Improving sentiment impacted by uncertainty
Yields reverse course
Regional office investment volumes reached £641 million in Q1 2026, which represented a 1% increase on Q1 2025 but 29% below the five-year average for the first quarter of the year. The increase in turnover can be attributed to two transactions recorded over £50 million. Notably, the largest transaction recorded was BNY acquiring its own regional headquarters at 4 Angel Square, Manchester, for £114 million, reflecting a yield of 6.86%. The building comprises 200,000 sq ft and represented the largest office investment transaction across the Big Six Regional cities in the last two years.
The other deal over £50 million was Melford Capital purchasing Waverley Gate, Edinburgh, for £77.3 million, reflecting a yield of 8.52%. This was the investor’s third acquisition across the regional office market in the last 18 months, with lower entry pricing proving attractive in a highly fragmented market.
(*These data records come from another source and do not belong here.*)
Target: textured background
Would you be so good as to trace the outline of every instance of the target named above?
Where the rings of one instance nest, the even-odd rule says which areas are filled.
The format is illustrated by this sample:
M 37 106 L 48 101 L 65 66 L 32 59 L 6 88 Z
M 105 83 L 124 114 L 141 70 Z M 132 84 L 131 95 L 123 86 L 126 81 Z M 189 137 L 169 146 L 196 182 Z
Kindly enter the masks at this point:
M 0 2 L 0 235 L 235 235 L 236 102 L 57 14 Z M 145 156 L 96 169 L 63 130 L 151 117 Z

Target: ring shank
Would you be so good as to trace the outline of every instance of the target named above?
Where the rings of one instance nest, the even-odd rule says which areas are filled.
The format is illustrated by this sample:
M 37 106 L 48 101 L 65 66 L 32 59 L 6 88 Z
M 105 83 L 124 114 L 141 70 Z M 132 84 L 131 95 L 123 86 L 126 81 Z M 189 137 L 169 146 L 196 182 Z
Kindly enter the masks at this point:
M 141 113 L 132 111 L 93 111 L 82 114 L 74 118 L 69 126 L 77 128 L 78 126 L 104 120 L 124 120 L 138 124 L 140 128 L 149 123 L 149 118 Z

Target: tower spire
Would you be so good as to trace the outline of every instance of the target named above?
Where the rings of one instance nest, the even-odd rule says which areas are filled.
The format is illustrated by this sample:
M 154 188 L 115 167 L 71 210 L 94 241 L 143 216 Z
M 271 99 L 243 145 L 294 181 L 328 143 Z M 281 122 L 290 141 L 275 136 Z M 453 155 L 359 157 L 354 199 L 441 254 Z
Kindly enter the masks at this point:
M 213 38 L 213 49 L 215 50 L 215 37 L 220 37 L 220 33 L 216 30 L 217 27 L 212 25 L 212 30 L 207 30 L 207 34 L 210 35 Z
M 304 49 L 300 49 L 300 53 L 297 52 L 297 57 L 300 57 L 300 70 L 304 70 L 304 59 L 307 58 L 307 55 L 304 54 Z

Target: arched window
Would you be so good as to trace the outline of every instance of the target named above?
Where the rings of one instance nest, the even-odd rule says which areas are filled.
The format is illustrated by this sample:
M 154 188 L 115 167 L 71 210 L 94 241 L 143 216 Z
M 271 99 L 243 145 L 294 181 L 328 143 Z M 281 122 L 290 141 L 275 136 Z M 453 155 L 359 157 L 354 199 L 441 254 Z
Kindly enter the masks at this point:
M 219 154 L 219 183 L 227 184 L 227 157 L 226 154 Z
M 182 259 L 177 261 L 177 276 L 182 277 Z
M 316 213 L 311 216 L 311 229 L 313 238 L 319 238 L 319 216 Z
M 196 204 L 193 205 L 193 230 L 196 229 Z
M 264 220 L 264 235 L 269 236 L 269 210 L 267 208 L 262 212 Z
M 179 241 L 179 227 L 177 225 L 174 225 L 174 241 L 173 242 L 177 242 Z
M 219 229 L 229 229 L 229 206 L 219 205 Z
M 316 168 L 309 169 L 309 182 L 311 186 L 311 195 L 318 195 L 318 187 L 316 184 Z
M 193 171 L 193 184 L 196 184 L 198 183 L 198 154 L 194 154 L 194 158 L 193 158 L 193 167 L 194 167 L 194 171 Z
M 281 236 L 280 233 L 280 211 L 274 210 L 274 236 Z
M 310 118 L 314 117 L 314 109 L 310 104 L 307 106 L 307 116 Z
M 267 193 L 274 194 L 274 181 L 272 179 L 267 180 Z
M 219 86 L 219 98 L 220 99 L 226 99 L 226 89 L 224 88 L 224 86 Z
The prime regional office yield hardened by 25 basis points (bps) in February to stand at 6.50% – the lowest level in 28 months – reflecting the positive momentum present at the start of the year. The uncertainty, however, arising from the conflict in Iran has resulted in UK 10 Year Gilt rates rising and inflation forecasts being revised upwards. This market reaction has partly slowed the momentum that was building. Consequently, investor sentiment has been impacted, and the prime regional office yield has now softened to stand at 6.75% at the end of May.
An increase in prime stock being brought to the market
Investment volumes have been suppressed in recent years, partly due to a lack of prime stock being brought to the market. There have, however, been two notable assets launched in recent months that will help support the recovery of investment turnover across the market. 3 Chamberlain Square, Birmingham, is being marketed by Federated Hermes for £123.2 million, reflecting a yield of 6.50%, the 191,000 sq ft scheme – completed in 2025 – is fully let.
Thames Tower in Reading is being launched by Spelthorne Council for £83.9 million, reflecting a yield of 8.00%. The building was redeveloped in 2017 and represents the most prime town centre asset launched in the current cycle across the South East region.
Prime headline rents across the Big Six markets are forecast to rise by, on average, 12% in the next two years, highlighting the pace of rental growth.
Simon Preece, Director, Commercial Research
There has been £767 million of assets placed under offer across the regional office market this year, which highlights the appeal of the market. This followed an uptick in investment volumes in 2025, where a 23% increase year-on-year was recorded. Notably, the opportunity to achieve core plus or value-add returns for core buildings at current pricing is helping to stimulate activity.
Investor sentiment has been supported by robust occupational market dynamics. Prime headline rents across the Big Six markets are forecast to rise by, on average, 12% in the next two years, highlighting the pace of rental growth. The development pipeline remains constrained, which is underpinning these above-average levels of rental growth. Only two regional markets, Leeds and Manchester, have new build schemes actively under construction scheduled for completion after 2026.
The rise of the owner-occupier
Historically, owner-occupiers were a relatively small segment of the buyer pool. There has, however, been a shift in this dynamic in recent years, which has accelerated in the last 18 months. According to MSCI, regional office values have fallen by 39% since 2019, and this has created an opportunity to acquire assets at discounted prices. Certain occupiers have recognised this market dynamic and have been able to strengthen their balance sheet. This trend has been reflected when reviewing investment volumes by purchaser, with owner-occupiers being the most active investors in 2025, accounting for 35% of investment volumes.
This trend has continued into 2026, with this investor cohort accounting for 30% of investment activity as of the end of May. Notably, Lloyds Bank acquired 10 Canons Way, Bristol, for £65 million, reflecting a yield of 8.2%. The aforementioned 4 Angel Square, Manchester transaction – where BNY acquired its Manchester headquarters for £114 million – is another example of a significant owner-occupier purchase. There have been examples of other occupiers also acquiring their office buildings, including Adanola, Crew Clothing and Princes Group.
The scale of rental growth, notably in the Big Six regional cities, has resulted in occupiers facing significant rental uplifts when relocating. Average prime rents have increased by 29% over the past five years. While most occupiers are prepared to pay premium rents, occupiers who acquire their own buildings will avoid these rental increases. Furthermore, yield compression is expected over the medium to long term, which could provide future beneficial sale-and-leaseback opportunities for owner-occupiers. These trends are combining to help support the increase in owner-occupier investment activity.